ISOCPP sg16 List: Re: Agenda for the 2024-04-24 SG16 meeting

From: Tiago Freire <tmiguelf_at_[hidden]>
Date: Sat, 20 Apr 2024 20:12:26 +0000

> There seem to be case-insensitive filesystems at least on Linux (for the better or worse), and those certainly need to be encoding-aware.
> Also, my understanding is that Windows has case-insensitive filesystems by default.

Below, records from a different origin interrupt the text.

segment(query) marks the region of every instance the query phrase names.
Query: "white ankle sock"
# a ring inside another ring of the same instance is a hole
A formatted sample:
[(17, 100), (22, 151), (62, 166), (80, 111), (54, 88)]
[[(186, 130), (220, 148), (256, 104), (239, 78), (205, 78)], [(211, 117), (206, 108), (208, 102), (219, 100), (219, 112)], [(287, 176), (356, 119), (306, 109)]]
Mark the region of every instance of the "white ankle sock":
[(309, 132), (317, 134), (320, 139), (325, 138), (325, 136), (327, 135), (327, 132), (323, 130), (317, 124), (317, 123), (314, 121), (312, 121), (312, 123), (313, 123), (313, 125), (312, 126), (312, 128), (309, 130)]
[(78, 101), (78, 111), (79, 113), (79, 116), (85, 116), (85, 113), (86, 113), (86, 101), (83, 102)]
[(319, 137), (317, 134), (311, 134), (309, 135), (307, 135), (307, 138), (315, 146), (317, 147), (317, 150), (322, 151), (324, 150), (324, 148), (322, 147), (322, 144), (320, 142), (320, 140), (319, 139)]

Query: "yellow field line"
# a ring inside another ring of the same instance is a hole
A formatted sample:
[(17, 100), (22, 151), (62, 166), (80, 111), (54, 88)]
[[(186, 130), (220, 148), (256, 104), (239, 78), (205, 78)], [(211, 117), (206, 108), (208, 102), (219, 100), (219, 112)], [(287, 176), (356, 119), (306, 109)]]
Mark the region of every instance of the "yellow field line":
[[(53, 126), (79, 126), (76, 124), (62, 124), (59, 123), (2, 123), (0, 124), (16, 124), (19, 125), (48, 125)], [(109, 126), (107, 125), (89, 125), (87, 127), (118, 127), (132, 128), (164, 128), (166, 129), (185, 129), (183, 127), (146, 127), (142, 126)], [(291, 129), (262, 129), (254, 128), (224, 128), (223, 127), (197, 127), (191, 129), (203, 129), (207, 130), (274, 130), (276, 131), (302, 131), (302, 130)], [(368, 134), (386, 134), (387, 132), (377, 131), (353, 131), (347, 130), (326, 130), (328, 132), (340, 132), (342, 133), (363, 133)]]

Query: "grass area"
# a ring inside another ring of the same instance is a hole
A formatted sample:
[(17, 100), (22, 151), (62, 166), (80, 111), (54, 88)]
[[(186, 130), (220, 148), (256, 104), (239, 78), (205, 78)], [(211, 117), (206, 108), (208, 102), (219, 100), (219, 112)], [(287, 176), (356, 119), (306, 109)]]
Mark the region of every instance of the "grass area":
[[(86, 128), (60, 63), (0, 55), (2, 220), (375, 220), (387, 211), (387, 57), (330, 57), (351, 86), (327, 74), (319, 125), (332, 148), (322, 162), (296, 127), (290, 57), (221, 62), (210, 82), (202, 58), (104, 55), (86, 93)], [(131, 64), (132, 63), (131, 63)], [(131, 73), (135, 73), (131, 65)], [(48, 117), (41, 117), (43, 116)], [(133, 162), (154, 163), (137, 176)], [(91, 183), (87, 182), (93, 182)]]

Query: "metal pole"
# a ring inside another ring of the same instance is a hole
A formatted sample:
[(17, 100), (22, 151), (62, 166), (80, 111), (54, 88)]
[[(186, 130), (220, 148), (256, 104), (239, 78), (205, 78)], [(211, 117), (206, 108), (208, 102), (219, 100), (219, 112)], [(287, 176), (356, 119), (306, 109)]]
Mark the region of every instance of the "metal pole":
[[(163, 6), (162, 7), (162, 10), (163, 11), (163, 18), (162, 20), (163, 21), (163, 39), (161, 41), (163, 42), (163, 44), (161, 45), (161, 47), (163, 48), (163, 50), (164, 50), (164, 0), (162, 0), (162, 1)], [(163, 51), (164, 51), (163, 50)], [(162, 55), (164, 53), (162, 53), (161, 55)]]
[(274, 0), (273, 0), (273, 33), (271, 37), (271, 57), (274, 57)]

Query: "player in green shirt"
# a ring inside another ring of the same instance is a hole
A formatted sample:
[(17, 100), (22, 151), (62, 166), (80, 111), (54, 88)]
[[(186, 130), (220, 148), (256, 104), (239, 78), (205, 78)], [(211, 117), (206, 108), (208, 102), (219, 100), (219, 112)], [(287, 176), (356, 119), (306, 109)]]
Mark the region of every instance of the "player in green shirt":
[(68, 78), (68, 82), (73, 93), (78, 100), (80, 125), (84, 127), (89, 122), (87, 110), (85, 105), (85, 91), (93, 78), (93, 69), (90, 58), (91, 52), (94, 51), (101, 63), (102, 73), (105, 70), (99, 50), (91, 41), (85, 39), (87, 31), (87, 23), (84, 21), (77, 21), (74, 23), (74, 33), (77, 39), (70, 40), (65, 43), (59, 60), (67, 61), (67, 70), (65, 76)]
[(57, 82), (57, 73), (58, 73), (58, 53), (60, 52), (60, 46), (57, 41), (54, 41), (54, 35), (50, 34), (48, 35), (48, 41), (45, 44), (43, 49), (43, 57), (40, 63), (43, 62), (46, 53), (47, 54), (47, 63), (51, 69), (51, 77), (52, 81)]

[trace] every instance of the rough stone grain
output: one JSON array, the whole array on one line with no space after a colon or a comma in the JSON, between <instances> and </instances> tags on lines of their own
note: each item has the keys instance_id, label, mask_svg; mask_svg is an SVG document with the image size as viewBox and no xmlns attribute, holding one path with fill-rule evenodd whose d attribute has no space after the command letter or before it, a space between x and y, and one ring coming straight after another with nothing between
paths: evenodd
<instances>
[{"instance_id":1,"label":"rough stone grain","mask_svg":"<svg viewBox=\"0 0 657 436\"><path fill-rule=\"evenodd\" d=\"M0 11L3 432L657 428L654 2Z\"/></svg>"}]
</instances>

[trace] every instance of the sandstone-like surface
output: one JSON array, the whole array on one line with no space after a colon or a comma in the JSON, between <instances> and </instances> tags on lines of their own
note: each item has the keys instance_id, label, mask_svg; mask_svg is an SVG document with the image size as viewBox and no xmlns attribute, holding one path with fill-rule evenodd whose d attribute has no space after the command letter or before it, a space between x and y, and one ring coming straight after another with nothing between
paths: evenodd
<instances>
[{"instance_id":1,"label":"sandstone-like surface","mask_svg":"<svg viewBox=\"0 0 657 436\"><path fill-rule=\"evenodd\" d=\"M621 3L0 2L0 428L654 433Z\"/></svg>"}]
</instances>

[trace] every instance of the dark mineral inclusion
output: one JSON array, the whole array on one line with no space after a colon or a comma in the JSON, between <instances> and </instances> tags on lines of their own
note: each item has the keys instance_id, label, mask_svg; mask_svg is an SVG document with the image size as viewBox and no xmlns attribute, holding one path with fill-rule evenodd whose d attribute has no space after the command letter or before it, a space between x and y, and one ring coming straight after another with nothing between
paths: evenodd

They do need to be encoding aware? Why? I propose it to you that you don't.
Case-insensitive filesystems are a problem of a different nature.
In any case you would only be able to know for sure if the file system you are working with is case-insensitive at runtime.
The only thing that you can try to do where encoding makes sense is to try and figure out if two paths are the same but different only by case.
Which isn't helpful because you will only know if that is accurate after you query the filesystem, and filesystem like NTFS even tough can be case-insensitive it is not unicode,
looking up a Unicode standard to try and map which codepoints are upper/lower case versions of other codepoints would be incorrect, you would need to look up the NTFS rules to figure out what it considers to be the same.
Even if the designer of the filesystem made best efforts to follow unicode, it can just be broken by a unicode update.
The only correct way to do it is to ask the operating system if they are indeed the same.

> Regardless of Unicode, you seem to agree that people should be able to express identifiers using non-English scripts.

Yes, but. As far as I'm concerned this is an optional feature, you can have it, but we shouldn't explicitly support it.
The encoding must prove itself to be fit for purpose, in this case for the purpose of expressing C++ code, if the encoding can't support it we shouldn't bend over backwards to accommodate it.
I don't advocate to change key words like "if", "void", "int", or change the function names from the standard library to use other scripts.
If your script doesn't work, that’s too bad, learn English, you will never going to be able to get rid of that requirement.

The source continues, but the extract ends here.